Tart Crust (Grain Free)
Are you in need of a good, versatile tart crust? I've always enjoyed tarts and pies, both sweet and savory––and the crust was my favorite part! Every kind of crust, even pizza––if I was having more than one slice, I'd eat both of the cheese/sauce portions and then eat the crusts last because they was so good! It was always the same with tarts and pies, I always felt like there was too much filling and not enough wonderful crust, I'd end up leaving most of the filling on my plate and only eating the crust! I figured it was time to make a Paleo version of a tart crust, because I'm always working off of some variation of this recipe when I'm making desserts and I thought that having one master recipe would make things much easier. I love this recipe because whether the cinnamon is kept in the recipe or not, other herbs and spices can be added into the dough to make it sweeter or savory––depending on what you're filling it with. This would be great filled with pudding, ice creams, mixed and mashed vegetables, or even eggs to make a quiche!
Prep Time: 5 min Cook Time: 18-20 min Total Time: 23-25 min Yield: one 8-9" tart crust or four tartlets
1½ cups blanched almond flour
¼ cup coconut flour
¾ tsp cinnamon, optional
¼ tsp baking soda
⅛ tsp salt
¼ cup cold water
½ tsp vanilla extract
¼ cup honey or maple syrup
1 tbsp coconut oil
Preheat oven to 350 degrees F.
In a medium sized mixing bowl, mix together almond flour, coconut flour, cinnamon, baking soda, and salt, until well combined.
Stir in the cold water and vanilla extract.
Mix in the honey and coconut oil last and mash together with the back of a fork until there are no clumps.
Press the mixture into the bottom and up the sides of a tart or tartlet pan.
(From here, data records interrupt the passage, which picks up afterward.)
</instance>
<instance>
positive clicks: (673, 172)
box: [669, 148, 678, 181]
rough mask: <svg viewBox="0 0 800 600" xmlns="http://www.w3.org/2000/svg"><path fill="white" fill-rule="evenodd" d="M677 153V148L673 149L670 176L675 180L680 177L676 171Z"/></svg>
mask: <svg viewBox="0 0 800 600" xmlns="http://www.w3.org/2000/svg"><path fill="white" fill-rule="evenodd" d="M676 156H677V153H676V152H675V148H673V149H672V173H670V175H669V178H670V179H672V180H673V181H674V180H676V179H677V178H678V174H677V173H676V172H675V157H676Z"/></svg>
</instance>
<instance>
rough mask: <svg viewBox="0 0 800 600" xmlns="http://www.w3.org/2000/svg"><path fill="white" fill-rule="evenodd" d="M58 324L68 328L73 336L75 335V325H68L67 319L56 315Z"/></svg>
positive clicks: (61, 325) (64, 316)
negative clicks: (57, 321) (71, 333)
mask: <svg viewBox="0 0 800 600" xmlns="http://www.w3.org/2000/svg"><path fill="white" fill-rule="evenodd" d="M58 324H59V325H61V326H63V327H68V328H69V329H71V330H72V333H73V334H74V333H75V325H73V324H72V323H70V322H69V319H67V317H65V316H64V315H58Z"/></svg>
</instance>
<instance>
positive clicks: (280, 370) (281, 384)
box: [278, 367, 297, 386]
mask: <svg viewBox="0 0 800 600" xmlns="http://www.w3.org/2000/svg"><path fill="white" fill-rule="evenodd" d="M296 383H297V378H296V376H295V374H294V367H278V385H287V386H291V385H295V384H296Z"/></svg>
Bake for 18-20 minutes or until the crust is a light golden brown. Remove from the oven and let cool completely (30 minutes on a cooking rack) before filling with chilled ingredients*.
**If your filling requires baking as well, bake this crust for 10 minutes first, let cool for 15-20 minutes on a cooling rack, fill, and return to the oven to fully cook the filling.